Utility generally increases as income increases, but at a decreasing rate. Assume that Alice and Bob have the same preferences, and thus the same utility function. However, Alice is poorer than Bob. Increasing Alice’s income would translate into a larger utility change than growing Bob’s income by the same amount. Further, the utility approach to measuring well-being is better because it is based on people’s actual preferences.
The social-welfare-function framework is quite flexible in how it aggregates utilities across persons. The framework can simply sum up individual utilities. This is a “utilitarian” approach; Jeremy Bentham’s famous idea of utilitarianism is implemented, in the social-welfare-function methodology, via a straight summation of utility numbers. However, it is also possible to employ a “prioritarian” social welfare function, which accords greater weight to the utility of people at a lower utility level.
In a recent analysis, I compared cost-benefit analysis to the social-welfare-function approach using a model of risk regulation based upon actual US data. Individuals of different ages are modelled as facing “lotteries” over life-histories. A given life-history is some lifespan (for example, living to the age of 75), with a certain amount of income each year alive. The effect of a risk-regulation policy is to reduce individuals’ current fatality risk, and thereby increase their chances of life-histories with longer lifespans; but also to reduce the amount of income they earn if alive. For purposes of the social-welfare-function methodology, income is converted into “utility” with a logarithmic utility function—a very standard utility function in economic scholarship.

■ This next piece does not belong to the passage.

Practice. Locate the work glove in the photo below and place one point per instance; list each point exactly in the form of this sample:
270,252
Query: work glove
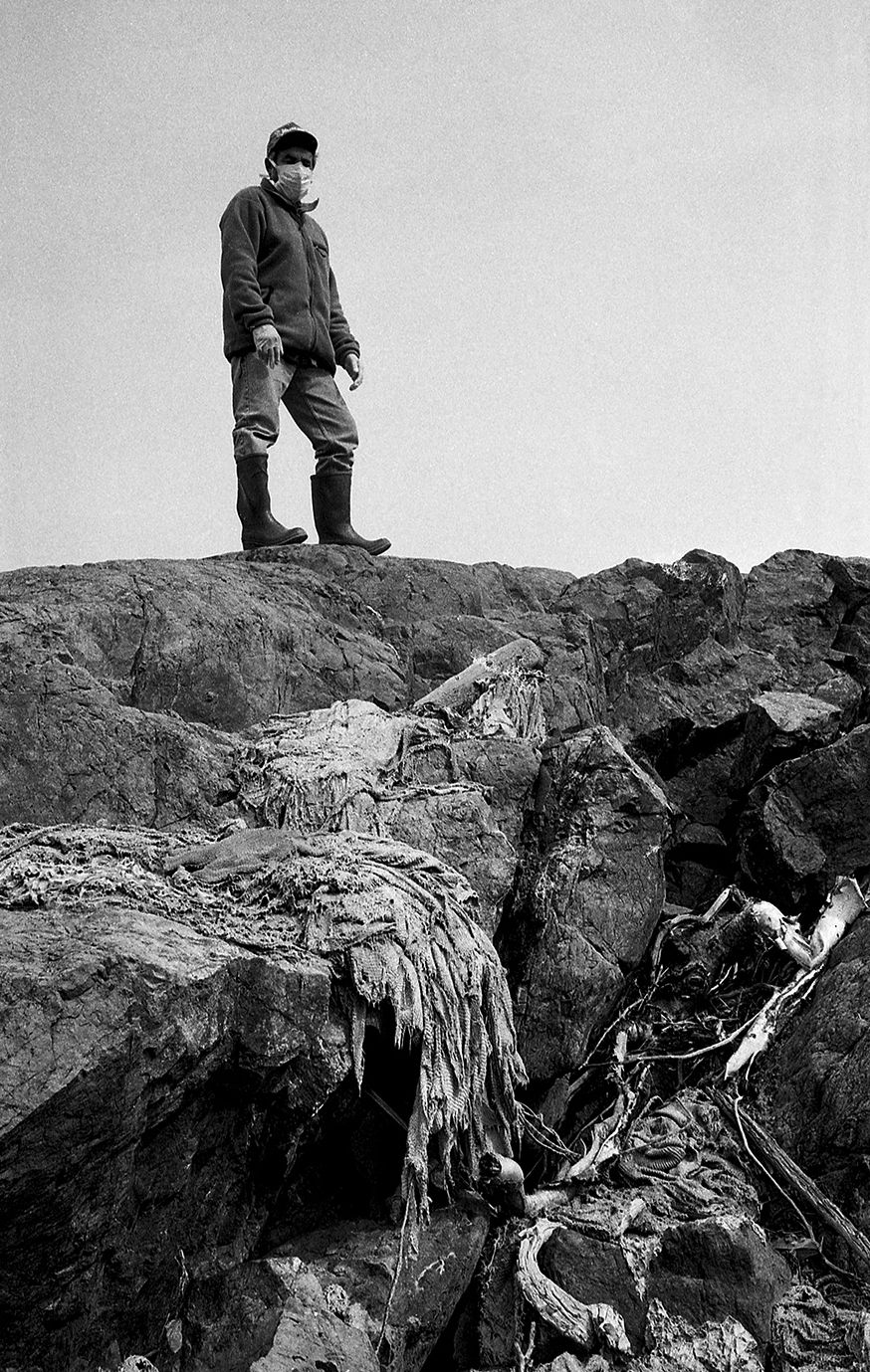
268,343
352,366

My analysis finds that the utilitarian social welfare function is somewhat biased towards the rich. Reducing a rich person’s fatality risk is accorded greater social value than reducing a poor person’s fatality risk. However, cost-benefit analysis is shown to be much more biased toward the rich than utilitarianism. Moreover, the utilitarian bias can be avoided by shifting to a prioritarian social welfare function. Here, I find a preference for risk reduction among the poor. Cost-benefit analysis with population-average monetary equivalents avoids the problem of being biased towards the rich, but has a different problem: it accords the same value to risk reduction independent of age. For example, risk reduction for a 20-year-old is assigned exactly the same value as risk reduction for a 60-year-old. By contrast, both utilitarian and prioritarian social welfare functions prefer to allocate risk reduction to the young. This seems more appropriate, ethically; someone who dies at age 20 can be expected to lose more years of life than someone who dies at age 60.
In short, we can improve on cost-benefit analysis, and the social-welfare-function framework shows how.